[.net multithreading] volatile excerpt

  • 一、volatile introduce

volatile The keyword indicates that a field can be modified by multiple concurrently executing threads. Fields declared as  volatile are not subject to compiler optimizations (assumed to be accessed by a single thread). This ensures that the field is presented with the latest value at all times.

volatile The modifier is typically used for   fields that are accessed by multiple threads but the access is not serialized using a lock statement.

volatile Keywords can be applied to the following types of fields:

  • reference type.

  • Pointer type (in an unsafe context). Note that while the pointer itself can be mutable, the object it points to cannot. In other words, you cannot declare "pointer to mutable object".
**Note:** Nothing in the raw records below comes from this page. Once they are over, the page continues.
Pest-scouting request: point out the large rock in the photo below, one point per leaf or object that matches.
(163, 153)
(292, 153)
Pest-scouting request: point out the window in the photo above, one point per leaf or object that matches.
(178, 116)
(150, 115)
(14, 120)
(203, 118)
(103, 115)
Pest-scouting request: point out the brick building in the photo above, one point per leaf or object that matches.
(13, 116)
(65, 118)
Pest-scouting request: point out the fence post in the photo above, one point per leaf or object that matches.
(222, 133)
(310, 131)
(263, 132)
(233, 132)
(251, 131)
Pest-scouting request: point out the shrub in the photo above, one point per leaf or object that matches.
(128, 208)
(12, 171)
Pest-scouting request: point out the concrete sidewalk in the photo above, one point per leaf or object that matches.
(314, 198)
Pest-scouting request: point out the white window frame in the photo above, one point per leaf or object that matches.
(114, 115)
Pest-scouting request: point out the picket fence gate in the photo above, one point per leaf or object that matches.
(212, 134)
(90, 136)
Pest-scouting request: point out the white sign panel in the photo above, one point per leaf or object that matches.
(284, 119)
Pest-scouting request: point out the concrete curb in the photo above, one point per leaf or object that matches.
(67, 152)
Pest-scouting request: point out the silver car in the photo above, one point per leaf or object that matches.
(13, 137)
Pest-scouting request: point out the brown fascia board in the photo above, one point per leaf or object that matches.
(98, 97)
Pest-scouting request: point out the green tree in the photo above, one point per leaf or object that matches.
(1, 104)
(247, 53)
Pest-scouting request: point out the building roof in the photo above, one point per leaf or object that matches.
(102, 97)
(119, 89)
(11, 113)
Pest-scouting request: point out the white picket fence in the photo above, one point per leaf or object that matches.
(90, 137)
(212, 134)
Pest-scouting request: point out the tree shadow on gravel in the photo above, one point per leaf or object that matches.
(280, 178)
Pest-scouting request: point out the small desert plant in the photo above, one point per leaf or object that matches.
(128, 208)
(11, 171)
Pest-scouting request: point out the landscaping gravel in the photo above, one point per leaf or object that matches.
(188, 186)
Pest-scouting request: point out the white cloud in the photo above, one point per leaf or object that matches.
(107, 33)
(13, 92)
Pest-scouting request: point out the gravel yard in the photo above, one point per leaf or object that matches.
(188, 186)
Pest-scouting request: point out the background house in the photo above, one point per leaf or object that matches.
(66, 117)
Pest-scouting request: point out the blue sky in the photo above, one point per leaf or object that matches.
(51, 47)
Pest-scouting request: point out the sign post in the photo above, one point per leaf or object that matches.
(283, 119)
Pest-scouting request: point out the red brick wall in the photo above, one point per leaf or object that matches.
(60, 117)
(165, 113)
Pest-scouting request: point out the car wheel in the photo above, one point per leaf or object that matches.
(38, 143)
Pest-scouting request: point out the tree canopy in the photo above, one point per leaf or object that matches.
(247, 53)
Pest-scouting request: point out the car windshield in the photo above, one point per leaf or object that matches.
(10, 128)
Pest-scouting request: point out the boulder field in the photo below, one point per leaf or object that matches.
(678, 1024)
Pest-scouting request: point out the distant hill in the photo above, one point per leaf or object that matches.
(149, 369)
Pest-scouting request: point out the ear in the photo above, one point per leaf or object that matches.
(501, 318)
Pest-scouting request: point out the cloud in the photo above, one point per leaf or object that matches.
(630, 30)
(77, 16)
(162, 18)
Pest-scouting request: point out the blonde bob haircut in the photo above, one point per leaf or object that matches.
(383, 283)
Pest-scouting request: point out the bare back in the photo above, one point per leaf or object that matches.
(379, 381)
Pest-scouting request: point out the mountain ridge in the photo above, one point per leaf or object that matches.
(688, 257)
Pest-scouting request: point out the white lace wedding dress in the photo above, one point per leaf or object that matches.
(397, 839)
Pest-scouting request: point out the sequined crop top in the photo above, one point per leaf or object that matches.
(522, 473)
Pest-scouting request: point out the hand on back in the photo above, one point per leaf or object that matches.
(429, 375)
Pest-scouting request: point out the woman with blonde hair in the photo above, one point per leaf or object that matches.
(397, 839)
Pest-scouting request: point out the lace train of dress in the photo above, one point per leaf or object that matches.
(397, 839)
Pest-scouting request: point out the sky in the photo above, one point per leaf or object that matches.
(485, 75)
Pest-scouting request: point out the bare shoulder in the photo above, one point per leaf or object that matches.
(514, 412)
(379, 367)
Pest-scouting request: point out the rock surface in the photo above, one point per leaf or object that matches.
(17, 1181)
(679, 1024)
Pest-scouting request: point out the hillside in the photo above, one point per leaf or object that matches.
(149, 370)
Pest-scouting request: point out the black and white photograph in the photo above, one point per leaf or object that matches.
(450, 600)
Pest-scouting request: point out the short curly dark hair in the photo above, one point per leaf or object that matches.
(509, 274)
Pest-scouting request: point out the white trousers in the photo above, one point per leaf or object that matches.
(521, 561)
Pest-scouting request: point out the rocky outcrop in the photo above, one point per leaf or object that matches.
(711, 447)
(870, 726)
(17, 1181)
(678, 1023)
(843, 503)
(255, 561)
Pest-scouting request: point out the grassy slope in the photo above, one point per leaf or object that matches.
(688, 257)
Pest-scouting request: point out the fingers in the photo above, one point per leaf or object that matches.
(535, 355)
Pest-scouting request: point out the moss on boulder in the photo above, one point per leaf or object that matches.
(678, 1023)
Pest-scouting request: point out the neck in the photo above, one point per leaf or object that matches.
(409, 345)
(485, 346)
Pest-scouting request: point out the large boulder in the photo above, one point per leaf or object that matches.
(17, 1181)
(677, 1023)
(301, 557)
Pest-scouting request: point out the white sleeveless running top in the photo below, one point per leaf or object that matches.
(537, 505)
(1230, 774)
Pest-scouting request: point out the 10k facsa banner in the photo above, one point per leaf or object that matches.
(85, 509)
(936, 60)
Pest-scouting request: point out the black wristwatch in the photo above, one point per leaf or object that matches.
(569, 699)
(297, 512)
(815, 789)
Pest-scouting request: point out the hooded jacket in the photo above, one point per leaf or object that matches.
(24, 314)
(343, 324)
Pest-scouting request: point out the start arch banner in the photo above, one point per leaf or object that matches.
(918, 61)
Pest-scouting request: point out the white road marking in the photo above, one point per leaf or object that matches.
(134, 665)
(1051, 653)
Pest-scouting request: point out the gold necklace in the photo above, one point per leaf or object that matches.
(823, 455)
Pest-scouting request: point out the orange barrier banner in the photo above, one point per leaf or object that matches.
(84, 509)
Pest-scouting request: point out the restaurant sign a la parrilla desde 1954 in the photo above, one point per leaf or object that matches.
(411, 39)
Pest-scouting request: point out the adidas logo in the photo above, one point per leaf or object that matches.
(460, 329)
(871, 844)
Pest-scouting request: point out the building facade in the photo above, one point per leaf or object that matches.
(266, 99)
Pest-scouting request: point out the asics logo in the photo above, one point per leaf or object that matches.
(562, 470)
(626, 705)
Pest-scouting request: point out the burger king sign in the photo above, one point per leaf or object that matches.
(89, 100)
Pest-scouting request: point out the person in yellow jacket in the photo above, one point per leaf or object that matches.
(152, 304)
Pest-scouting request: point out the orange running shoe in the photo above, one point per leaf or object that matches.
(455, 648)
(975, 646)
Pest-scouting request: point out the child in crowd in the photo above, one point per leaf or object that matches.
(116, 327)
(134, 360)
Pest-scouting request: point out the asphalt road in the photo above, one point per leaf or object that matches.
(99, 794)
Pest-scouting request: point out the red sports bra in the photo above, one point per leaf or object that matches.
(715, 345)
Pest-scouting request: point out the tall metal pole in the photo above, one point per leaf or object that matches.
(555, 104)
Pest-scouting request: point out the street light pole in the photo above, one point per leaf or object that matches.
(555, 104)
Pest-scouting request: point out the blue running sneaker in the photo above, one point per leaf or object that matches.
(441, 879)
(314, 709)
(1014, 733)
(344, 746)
  • Types such as sbyte, byte, short, ushort, int, uint, char, float, and bool.

  • An enumeration type with one of the following base types: byte, sbyte, short, ushort, int, or uint.

  • A generic type parameter known to be a reference type.

  • IntPtr 和 UIntPtr

The mutable keyword can only be applied to class or struct fields. Local variables cannot be declared as  volatile.

  • 2. In-depth analysis

  It is easiest to explain the difference between volatile and synchronized. Volatile is a variable modifier, while synchronized acts on a piece of code or method; see the following three get codes:

  1. int i1;              int geti1() {return i1;}
  2. volatile int i2;  int geti2() {return i2;}
  3. int i3;              synchronized int geti3() {return i3;}

  geti1() gets the value of i1 stored in the current thread. Multiple threads have multiple copies of the i1 variable, and these i1s can be different from each other. In other words, another thread may have changed the value of i1 in its thread, and this value may not be the same as the value of i1 in the current thread. In fact, Java has an idea called the "main" memory area, where the current "exact value" of a variable is stored. Each thread can have its own copy of the variable, and the value of this variable copy can be different from the one stored in the "main" memory area. So there is actually a possibility: the value of i1 in the "main" memory area is 1, the value of i1 in thread 1 is 2, the value of i1 in thread 2 is 3 - this changes them in both thread 1 and thread 2 The respective i1 value, and this change has not yet been passed to the "main" memory area or other threads.
   And geti2() gets the i2 value of the "main" memory area. Variables decorated with volatile are not allowed to have copies of variables that differ from the "main" memory area. In other words, a variable that is volatile must be synchronized in all threads; any thread that changes its value, all other threads immediately get the same value. Of course, volatile-modified variable accesses consume a little more resources than normal variables, because it is more efficient for a thread to have its own copy of the variable.
  Now that the volatile keyword has achieved data synchronization between threads, what should be synchronized for? Hehe, there are two differences between them. First, synchronized acquires and releases monitors—a well-known fact that monitors enforce a block of code to be executed by only one thread at a time if two threads use the same object lock. However, synchronized also synchronizes memory: in fact, synchronized synchronizes the entire thread's memory in the "main" memory area. Therefore, the execution of the geti3() method does the following steps:
1. The thread requests to acquire the lock of the object monitoring this object (assuming it is not locked, otherwise the thread waits until the lock is released)
2. The data in the thread memory is eliminated, from the "main" Read in the memory area (the Java virtual machine can optimize this step... [I don't know how to express it later, sweat])
3. The block of code is executed
4. Any changes to the variable can now be safely written to the "main" memory area (although the geti3() method does not change the variable value)
5. The thread releases the object lock monitoring the this object
  so volatile just Synchronizes the value of a variable between thread memory and "main" memory, while synchronized synchronizes the value of all variables by locking and unlocking a monitor. Obviously synchronized consumes more resources than volatile.

 More simple explanation:

Volatile literally means volatile, unstable. In C#, it can be understood almost the same way.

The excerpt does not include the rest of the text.